On Tue, 13 Oct 2009 00:46:00 EDT, Kevin Loch said:
Adrian Chadd wrote:
On Tue, Oct 13, 2009, Valdis.Kletnieks@vt.edu wrote:
You get some substantial wins for the non-TE case by being able to fix the legacy cruft. For instance, AS1312 advertises 4 prefixes: 63.164.28.0/22, 128.173.0.0/16, 192.70.187.0/24, 198.82.0.0/16 but on the IPv6 side we've just got 2001:468:c80::/48.
And we're currently advertising *more* address space in one /48 than we are in the 4 IPv4 prefixes - we have a large chunk of wireless network that is currently NAT'ed into the 172.31 space because we simply ran out of room in our 2 /16s - but we give those users globally routed IPv6 addresses.
I suggest you're not yet doing enough IPv6 traffic to have to care about IPv6 TE.
I think he was pointing out that extra routes due to "slow start" policies should not be a factor in v6. My guess is that is about half of the "extra" routes announced today, the other half being TE routes.

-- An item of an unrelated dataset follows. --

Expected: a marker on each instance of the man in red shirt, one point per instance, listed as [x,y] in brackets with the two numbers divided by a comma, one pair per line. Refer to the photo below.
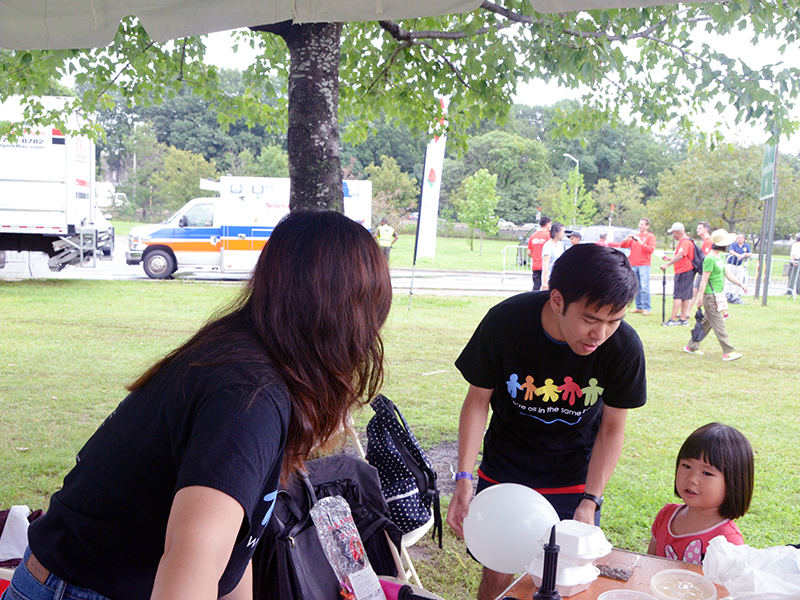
[704,232]
[642,245]
[684,275]
[535,243]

Exactly. We have 4 prefixes only because we got slow-started and similar hysterical raisins, we don't use those for TE at all. If we wanted to do any globally visible TE that actually made a difference, we'd have to announce a more-specific out of one of the /16s anyhow, since that's where all our traffic generators/sinks are (and probably a matching more-specific out of our v6 /48). So we're always going to have 4+N on the IPv4 and 1+N on the IPv6 side. (And if we'd gotten more address space for that wireless net, we'd be at 5+N rather than 4+N).